Difficulties in Preparation
While most candidates already have prepared answers for typical questions like “what is your greatest weakness” or “tell me about yourself,” it is more difficult to prepare for behavioral questions. There are some behavioral questions that have become more popular in the last few years, but in general, not all companies are using the same list of questions. In fact, employers will often customize these questions for their specific situation and needs. This means that preparing canned answers usually won’t work – instead, you must train your brain in HOW to answer behavioral questions, rather than just rattling off memorized answers.
Tell-Tale Sign of a Behavioral Question
Not sure of what denotes a behavioral question? Pay attention to the way it is asked. If it starts with anything like “tell me about a time…” or “describe a situation…” or “give me an example…” or similar language, you better start thinking of some story that will fit their criteria.
The STAR Method
One of the best strategies for a behavioral question is the STAR method. This consists of 4 components to the answer: a situation, a description of your task, the action you took, and the result:
S = Situation: A specific, real world example that relates to the question
T = Task: Job duties or responsibilities within that situation
A = Action: What you actually did
R = Result: the measurable outcome of your action
Here’s an example:
Question: Tell us about a time when you had to manage a large project.
[Situation] Our company was putting on a conference for our employees scattered around the state.
[Task] As the executive assistant, my supervisor tasked me with organizing the event.
[Action] I selected the speakers, found a venue, contracted with caterers and managed the attendee list
[Result] Many of the 500 employees that attended stated it was the most meaningful conference in the past 5 years.
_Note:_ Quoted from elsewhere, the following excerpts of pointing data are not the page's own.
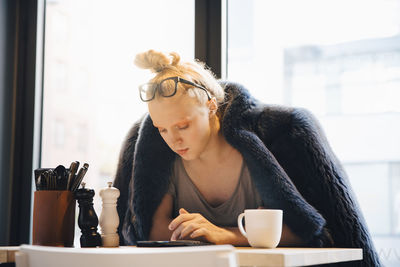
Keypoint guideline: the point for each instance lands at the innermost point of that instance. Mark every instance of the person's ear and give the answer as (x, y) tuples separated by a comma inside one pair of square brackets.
[(212, 105)]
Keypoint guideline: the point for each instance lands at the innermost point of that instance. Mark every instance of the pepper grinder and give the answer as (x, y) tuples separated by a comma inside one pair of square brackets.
[(109, 219), (87, 219)]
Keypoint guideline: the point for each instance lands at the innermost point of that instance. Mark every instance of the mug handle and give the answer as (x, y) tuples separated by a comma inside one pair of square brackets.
[(240, 224)]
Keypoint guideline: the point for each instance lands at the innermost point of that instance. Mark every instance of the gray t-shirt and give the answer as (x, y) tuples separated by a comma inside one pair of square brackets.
[(186, 195)]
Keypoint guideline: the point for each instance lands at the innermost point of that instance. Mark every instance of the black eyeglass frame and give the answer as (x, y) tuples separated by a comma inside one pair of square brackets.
[(176, 80)]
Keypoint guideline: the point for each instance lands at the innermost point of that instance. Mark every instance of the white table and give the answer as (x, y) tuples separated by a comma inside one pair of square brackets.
[(295, 256), (201, 256)]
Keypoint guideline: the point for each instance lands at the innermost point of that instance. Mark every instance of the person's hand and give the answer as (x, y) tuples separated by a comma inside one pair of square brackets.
[(195, 226)]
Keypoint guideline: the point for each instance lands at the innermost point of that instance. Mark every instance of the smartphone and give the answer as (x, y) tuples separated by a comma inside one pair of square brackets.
[(177, 243)]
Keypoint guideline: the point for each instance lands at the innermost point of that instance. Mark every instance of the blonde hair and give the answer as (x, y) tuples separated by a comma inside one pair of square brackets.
[(169, 65)]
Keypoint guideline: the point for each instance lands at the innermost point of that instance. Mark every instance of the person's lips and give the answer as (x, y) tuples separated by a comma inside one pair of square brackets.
[(182, 151)]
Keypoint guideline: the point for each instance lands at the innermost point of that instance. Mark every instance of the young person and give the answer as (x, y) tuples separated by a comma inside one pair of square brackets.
[(207, 150)]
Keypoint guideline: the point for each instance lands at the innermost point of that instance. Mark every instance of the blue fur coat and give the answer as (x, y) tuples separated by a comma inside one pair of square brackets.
[(289, 160)]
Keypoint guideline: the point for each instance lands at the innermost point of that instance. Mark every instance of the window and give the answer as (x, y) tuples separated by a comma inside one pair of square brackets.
[(341, 60), (90, 80)]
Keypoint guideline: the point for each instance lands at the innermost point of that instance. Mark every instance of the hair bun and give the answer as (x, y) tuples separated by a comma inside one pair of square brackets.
[(156, 61)]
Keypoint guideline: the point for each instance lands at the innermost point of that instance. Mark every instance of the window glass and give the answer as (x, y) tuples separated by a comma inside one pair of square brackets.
[(341, 60), (90, 97)]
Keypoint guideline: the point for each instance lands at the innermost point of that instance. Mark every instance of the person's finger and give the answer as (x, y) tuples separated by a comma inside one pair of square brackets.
[(189, 229), (183, 211), (179, 220), (177, 232), (198, 232)]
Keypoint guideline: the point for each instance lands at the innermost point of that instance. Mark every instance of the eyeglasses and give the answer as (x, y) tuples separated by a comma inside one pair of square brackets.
[(166, 88)]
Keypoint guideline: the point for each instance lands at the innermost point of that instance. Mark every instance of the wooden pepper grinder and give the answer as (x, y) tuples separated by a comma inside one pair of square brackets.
[(109, 219), (87, 219)]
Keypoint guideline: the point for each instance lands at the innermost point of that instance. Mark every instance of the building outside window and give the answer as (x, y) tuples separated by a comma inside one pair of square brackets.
[(340, 60)]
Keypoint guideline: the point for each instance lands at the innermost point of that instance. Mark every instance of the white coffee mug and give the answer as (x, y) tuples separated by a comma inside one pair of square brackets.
[(263, 227)]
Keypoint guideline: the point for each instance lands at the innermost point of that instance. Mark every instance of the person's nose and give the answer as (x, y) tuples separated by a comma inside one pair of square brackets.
[(176, 138)]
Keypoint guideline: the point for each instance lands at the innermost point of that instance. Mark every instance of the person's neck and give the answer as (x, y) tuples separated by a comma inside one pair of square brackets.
[(216, 150)]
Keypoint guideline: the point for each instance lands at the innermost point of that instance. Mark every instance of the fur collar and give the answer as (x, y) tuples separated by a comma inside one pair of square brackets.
[(153, 160)]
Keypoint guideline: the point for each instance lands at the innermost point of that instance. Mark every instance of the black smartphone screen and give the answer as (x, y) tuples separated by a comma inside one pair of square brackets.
[(177, 243)]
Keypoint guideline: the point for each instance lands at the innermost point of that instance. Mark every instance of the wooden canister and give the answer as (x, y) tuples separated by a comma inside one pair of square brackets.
[(53, 218)]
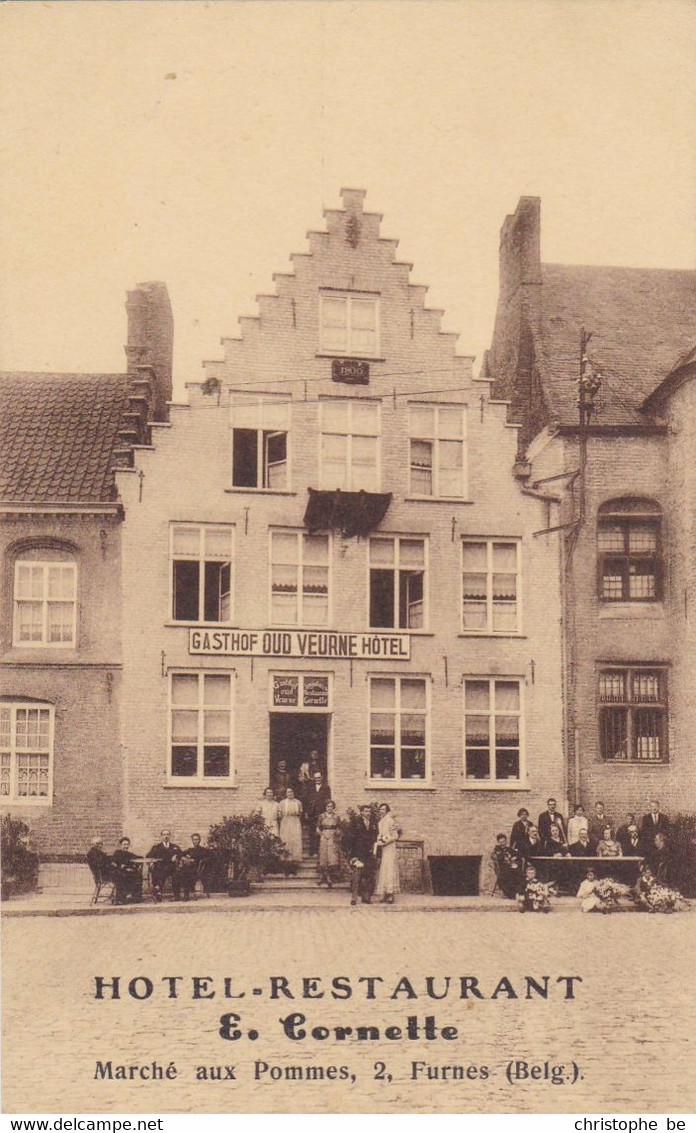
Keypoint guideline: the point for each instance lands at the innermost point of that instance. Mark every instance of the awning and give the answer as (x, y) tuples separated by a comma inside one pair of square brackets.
[(353, 512)]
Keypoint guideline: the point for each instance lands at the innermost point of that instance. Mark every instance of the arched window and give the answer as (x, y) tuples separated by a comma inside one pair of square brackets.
[(44, 588), (629, 550)]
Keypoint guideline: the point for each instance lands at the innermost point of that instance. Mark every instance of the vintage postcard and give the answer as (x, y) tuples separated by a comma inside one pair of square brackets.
[(348, 628)]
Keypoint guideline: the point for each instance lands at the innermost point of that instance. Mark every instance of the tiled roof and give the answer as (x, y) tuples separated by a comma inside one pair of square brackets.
[(641, 321), (57, 436)]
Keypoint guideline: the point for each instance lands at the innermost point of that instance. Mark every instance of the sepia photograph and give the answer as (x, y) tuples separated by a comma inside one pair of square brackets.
[(348, 558)]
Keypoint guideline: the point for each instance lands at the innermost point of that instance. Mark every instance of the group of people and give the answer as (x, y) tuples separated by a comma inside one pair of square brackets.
[(367, 844), (168, 863), (584, 836)]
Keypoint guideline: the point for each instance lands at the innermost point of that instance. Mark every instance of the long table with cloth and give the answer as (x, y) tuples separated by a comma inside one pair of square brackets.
[(568, 871)]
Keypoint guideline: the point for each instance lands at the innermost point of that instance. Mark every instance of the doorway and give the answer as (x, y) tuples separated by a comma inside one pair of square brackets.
[(293, 735)]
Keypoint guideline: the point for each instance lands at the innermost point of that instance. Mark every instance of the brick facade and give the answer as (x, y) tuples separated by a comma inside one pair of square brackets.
[(185, 477)]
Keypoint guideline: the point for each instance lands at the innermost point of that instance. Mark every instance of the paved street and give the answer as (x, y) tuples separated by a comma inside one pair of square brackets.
[(627, 1029)]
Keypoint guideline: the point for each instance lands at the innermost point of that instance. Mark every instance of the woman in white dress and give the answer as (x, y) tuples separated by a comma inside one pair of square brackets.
[(290, 827), (269, 809), (385, 846)]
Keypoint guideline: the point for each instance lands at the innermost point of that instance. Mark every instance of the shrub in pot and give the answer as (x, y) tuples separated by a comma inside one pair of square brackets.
[(19, 863), (247, 848)]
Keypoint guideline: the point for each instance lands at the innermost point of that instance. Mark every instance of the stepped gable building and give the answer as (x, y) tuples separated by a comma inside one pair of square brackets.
[(327, 548), (61, 437), (599, 365)]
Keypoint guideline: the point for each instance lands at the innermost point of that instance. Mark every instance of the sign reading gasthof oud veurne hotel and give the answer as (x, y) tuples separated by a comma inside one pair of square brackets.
[(299, 644)]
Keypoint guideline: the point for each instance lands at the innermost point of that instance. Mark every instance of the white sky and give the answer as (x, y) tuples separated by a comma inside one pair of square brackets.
[(446, 111)]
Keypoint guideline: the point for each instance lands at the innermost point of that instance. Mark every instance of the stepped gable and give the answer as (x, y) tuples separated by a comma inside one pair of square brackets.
[(641, 321), (58, 435), (349, 255)]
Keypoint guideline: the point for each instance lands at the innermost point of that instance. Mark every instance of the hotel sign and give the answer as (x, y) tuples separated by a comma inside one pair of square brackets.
[(350, 371), (324, 644)]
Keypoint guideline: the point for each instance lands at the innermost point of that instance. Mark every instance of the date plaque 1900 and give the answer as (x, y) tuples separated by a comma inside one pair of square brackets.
[(350, 371)]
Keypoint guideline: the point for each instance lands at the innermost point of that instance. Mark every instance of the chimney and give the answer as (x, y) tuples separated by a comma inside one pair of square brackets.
[(520, 247), (150, 347)]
As you can see, this may be longer than the answer that you are used to giving. That’s part of the trap. Candidates feel like they have been talking too long, so they cut off the result from their answer. However, the result is the most important part!
Preparing for Behavioral Interviews
The best way to prepare for these types of questions is to practice writing out your answers to as many questions as you can find. Yes, it’s tedious. Yes, it can be boring. However, you really need to put pen (or keyboard) to paper to work out your answers. Just reading a list of questions is not going to help prepare for challenging and complex behavioral questions.
How To “Behave” In the Interview
Since you have few chances to prepare for specific questions, be ready to exercise some flexibility during the interview itself. If you find yourself in the midst of a behavioral interview, follow these tips to get your brain in gear:
- Don’t forget to breathe.
- Repeat back part of the question to help solidify your answer and give you more time to think of an appropriate situation.
- Don’t answer a behavioral question with a hypothetical response. If you honestly haven’t had a situation like what the employer has posed (for example, “tell me about a time you lead a team that failed” but you never managed a team before), DO preposition your answer with: “while I haven’t faced that yet, here’s what I would do…”
- Always come to a clear result at the end of your answer.
- If you feel like you spoke too long, ask the interviewer, “would you like to hear more?” This gives both of you an escape and an opportunity to move onto other subjects.
- Don’t use the same situation for every answer. It’s a common trap for candidates to keep coming back to the same story. To an interviewer, this looks like you have very limited experience (plus, it’s boring).
Some Practice Questions to Get You Started
While there are literally hundreds of behavioral questions, here’s a few that are very popular with hiring managers and HR departments alike:
- Tell me about a time when you had to deal with a conflict at work.
- Tell me about a time when you went above and beyond your job description.
- Describe an achievement that you are very proud of and was very difficult to accomplish.
- Give me an example of a time when you couldn’t provide a service that your customer wanted. How did you handle it? What was the outcome?
- Tell me about a decision you made while under a lot of pressure.
- Describe a mistake you made or a project that failed. What did you learn from it?